Parasports November 6, 2018
Life does not come to an end on a wheelchair – Champion para swimmer Wing Commander Shantanu
24 January 2017 started like any other day in my life. I got up, dressed in my uniform and headed to duty at the Air Force base in Hashimara, where I was posted at the time. On my way to the base, which is on the West Bengal-Bhutan border, my bike skidded, and I fell into a roadside ditch.
My ribs were broken, and I had a lot of internal bleeding. None of the hospitals close by were equipped to deal with my injuries and it was three days before I finally landed at the Kolkata Command Hospital. I had no idea how badly off I was.
I was conscious until I was operated and then I went into coma and was on ventilator support. I had been married for less than four months at the time and doctors kept telling my wife I had no chance of surviving. My internal organs were collapsing, and they said I would live for maximum 48 to 72 hours. I came out of coma after two months.
After another three weeks at the hospital, I was taken off the ventilator and relocated to Pune. It was one of my darkest moments. I was very depressed because the nature of my injuries hit me then. I never thought I would take so long to come out of this.

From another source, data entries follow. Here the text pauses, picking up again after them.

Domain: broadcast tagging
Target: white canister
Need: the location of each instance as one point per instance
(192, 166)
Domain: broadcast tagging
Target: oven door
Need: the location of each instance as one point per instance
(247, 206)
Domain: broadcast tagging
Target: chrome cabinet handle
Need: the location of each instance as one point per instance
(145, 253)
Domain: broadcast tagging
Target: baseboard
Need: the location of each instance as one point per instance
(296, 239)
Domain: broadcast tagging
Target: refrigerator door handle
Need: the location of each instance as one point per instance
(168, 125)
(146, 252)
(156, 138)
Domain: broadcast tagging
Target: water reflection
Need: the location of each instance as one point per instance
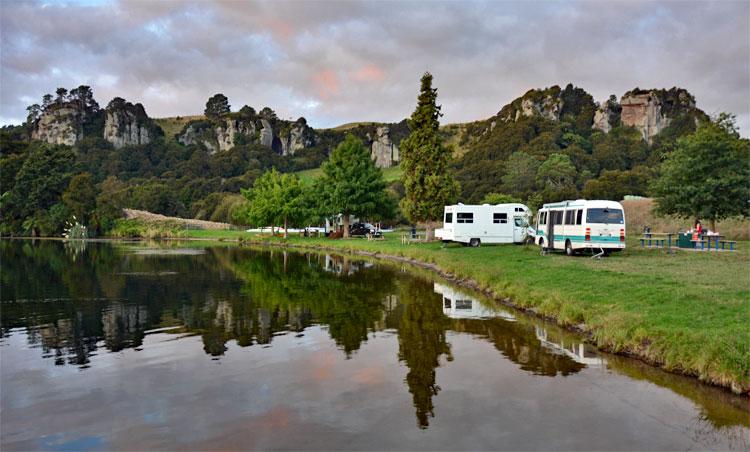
(73, 304)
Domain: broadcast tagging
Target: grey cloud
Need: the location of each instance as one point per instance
(336, 62)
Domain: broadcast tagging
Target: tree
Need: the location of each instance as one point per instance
(216, 106)
(61, 95)
(351, 183)
(500, 198)
(520, 174)
(708, 175)
(80, 197)
(556, 172)
(428, 183)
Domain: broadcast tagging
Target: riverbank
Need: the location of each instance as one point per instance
(686, 312)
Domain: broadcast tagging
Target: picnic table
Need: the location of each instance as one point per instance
(713, 242)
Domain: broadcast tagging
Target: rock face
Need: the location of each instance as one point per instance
(59, 125)
(126, 124)
(226, 134)
(300, 136)
(266, 133)
(543, 102)
(384, 152)
(607, 115)
(643, 110)
(220, 136)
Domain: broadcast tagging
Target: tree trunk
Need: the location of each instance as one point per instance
(346, 225)
(429, 232)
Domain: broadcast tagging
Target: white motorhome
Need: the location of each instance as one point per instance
(476, 224)
(581, 225)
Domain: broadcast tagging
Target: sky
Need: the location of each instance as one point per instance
(335, 62)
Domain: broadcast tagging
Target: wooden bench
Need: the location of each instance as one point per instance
(725, 242)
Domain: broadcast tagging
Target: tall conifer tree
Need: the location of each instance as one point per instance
(429, 184)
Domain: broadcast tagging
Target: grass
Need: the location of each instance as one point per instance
(687, 312)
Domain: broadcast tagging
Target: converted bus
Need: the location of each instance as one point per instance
(581, 225)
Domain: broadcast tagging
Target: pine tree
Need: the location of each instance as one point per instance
(429, 184)
(352, 184)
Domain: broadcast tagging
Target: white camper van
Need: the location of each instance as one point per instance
(581, 225)
(476, 224)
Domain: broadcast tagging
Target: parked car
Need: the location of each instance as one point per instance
(362, 229)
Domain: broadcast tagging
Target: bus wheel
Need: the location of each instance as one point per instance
(569, 248)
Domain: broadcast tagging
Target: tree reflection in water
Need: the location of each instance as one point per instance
(73, 303)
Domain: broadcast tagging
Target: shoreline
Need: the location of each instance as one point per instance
(586, 331)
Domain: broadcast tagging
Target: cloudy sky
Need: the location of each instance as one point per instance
(335, 62)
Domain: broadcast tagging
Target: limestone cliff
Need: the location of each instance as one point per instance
(544, 102)
(384, 152)
(651, 111)
(245, 127)
(299, 136)
(59, 124)
(127, 124)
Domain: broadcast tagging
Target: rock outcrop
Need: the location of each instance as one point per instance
(544, 102)
(127, 124)
(218, 135)
(651, 111)
(59, 124)
(266, 133)
(300, 136)
(643, 110)
(607, 115)
(226, 134)
(384, 152)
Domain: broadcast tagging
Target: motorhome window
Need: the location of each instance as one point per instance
(606, 216)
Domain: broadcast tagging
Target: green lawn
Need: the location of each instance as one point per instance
(686, 311)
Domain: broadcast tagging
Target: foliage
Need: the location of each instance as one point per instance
(708, 175)
(352, 184)
(500, 198)
(428, 182)
(276, 198)
(216, 106)
(80, 197)
(615, 184)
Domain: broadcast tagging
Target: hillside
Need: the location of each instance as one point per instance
(548, 144)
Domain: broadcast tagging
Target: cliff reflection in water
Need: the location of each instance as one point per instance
(101, 297)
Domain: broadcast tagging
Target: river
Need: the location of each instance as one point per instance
(140, 346)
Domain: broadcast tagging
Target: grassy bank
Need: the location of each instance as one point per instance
(687, 312)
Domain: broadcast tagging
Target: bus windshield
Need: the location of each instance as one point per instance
(606, 216)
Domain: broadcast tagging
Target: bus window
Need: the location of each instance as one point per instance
(606, 216)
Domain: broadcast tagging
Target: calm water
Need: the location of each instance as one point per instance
(133, 346)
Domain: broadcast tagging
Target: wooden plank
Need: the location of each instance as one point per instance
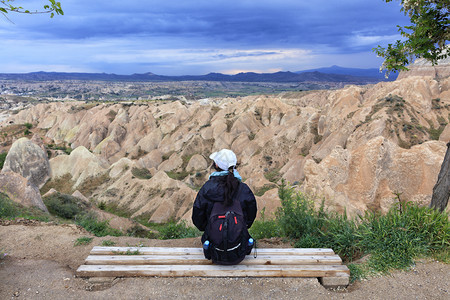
(200, 260)
(98, 250)
(213, 271)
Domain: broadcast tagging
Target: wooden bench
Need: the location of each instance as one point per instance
(181, 262)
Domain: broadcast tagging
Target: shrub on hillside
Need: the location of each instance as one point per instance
(64, 206)
(90, 222)
(2, 159)
(393, 240)
(7, 207)
(173, 230)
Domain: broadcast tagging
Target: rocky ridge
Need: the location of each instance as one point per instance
(358, 148)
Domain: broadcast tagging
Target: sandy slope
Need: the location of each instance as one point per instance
(42, 260)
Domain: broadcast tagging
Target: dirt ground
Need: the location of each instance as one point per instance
(42, 261)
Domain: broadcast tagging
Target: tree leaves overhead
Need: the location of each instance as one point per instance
(426, 37)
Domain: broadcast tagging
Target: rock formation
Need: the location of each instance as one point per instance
(20, 190)
(29, 160)
(358, 148)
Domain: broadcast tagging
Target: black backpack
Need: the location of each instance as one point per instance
(227, 234)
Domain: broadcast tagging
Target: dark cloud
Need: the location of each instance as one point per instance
(201, 35)
(258, 23)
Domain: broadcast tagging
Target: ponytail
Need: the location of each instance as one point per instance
(231, 185)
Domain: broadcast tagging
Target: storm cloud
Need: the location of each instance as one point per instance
(197, 37)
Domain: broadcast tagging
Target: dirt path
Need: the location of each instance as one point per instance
(42, 260)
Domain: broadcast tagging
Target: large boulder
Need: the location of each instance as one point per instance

Swimming happened by chance. In Pune, during rehabilitation, I started aquatic therapy at the pool at the Paraplegic Rehabilitation Centre. The coach Anthony Pereira, who is a paraplegic soldier, thought I swam well and asked me to sign up for the state level championship.
I didn’t think I stood a chance because it had been just a few months since I started swimming. I used to play basketball and swim while I was in the Air Force but that was in military events. This was a whole new ball game because I was up against civilians.

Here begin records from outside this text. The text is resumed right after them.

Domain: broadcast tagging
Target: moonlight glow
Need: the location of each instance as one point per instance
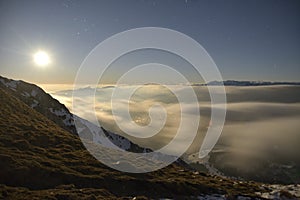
(41, 58)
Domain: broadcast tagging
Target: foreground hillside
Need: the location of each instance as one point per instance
(41, 160)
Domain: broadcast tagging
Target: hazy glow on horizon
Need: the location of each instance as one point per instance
(41, 58)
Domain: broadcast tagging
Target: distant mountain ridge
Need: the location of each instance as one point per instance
(245, 83)
(41, 160)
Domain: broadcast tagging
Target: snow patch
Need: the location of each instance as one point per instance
(12, 84)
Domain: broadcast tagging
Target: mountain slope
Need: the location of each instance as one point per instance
(52, 109)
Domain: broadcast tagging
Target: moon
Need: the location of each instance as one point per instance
(41, 58)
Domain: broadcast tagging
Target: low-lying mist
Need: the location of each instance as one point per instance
(262, 122)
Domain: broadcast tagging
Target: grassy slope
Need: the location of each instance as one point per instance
(40, 159)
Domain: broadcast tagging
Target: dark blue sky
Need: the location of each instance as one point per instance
(248, 40)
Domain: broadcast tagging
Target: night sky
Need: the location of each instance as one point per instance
(248, 40)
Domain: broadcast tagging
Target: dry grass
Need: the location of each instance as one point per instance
(40, 160)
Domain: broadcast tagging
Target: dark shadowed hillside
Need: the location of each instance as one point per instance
(42, 160)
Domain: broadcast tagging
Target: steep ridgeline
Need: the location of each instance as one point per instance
(52, 109)
(40, 160)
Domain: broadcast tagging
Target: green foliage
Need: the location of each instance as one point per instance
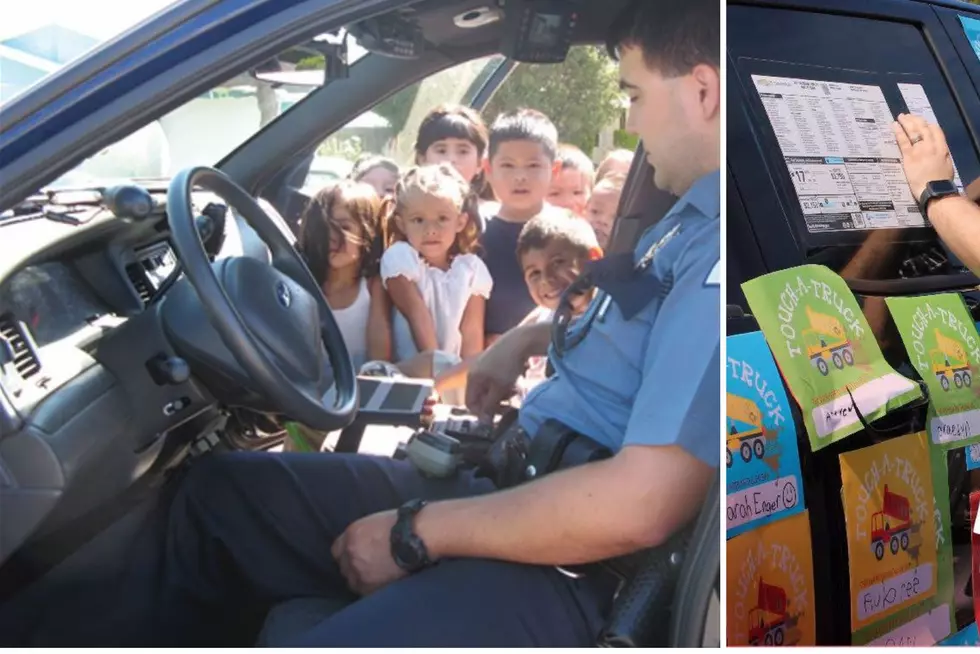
(581, 95)
(397, 107)
(623, 139)
(315, 62)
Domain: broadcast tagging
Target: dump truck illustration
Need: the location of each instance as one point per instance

The championship went really well, and I won two gold medals, in 50-m freestyle and 50-m backstroke. It felt great. Here I was, a 39-year-old up against younger swimmers, but I realized that my skills were no less. I also got to meet so many people from different backgrounds and the exposure was great.

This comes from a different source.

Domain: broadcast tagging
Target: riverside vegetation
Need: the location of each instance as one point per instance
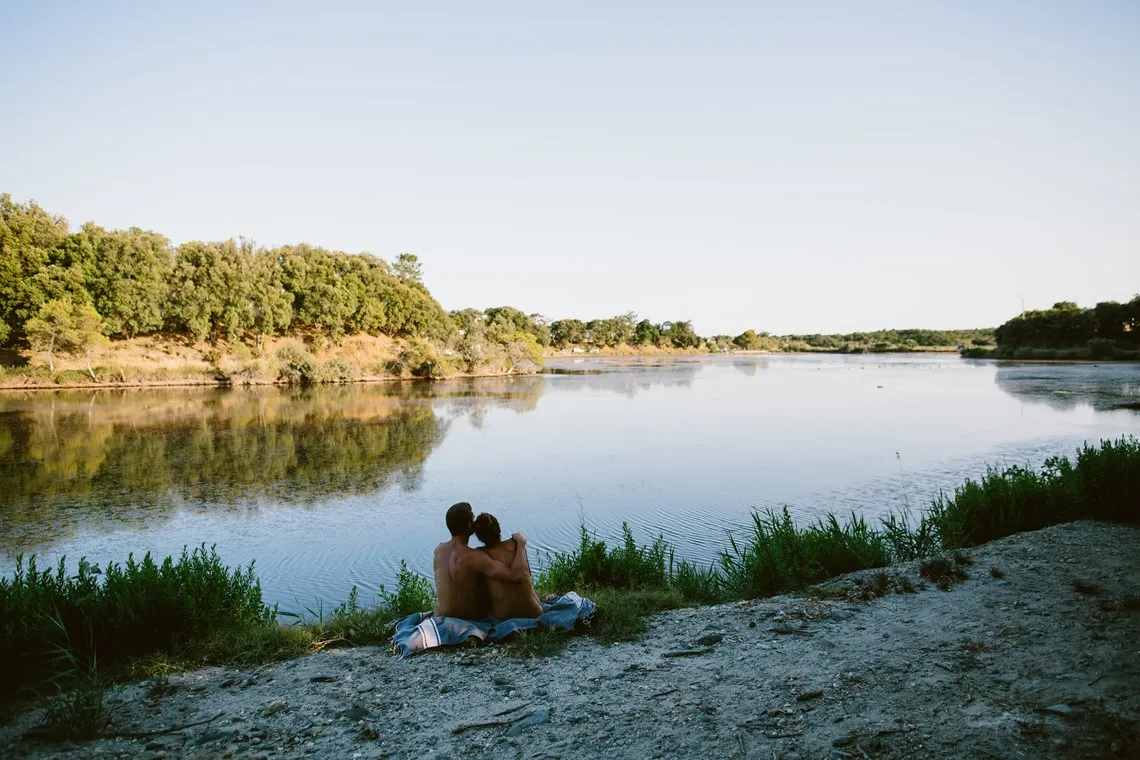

I recently signed up for a swimming camp where I learned tips to improve my strokes. I plan to use those inputs in the nationals and 2020 Tokyo Paralympics.
My aim is to take up swimming full-time. I am currently on administrative duty at the Military Hospital, Khirki and I am getting a lot of support from authorities here. No one has ever won a tournament while undergoing rehabilitation and they are very supportive of my ambitions to take up swimming.
My biggest learning is that disability is waiting to happen to any one of us, at any time. It’s all about you, and how you take it. If I had decided to feel sorry about myself, I would have never gotten here. There was a time in my life I could not even sit on a wheelchair. Today with a caliper and walker, I am able to walk. Life does not end when you come on a wheelchair.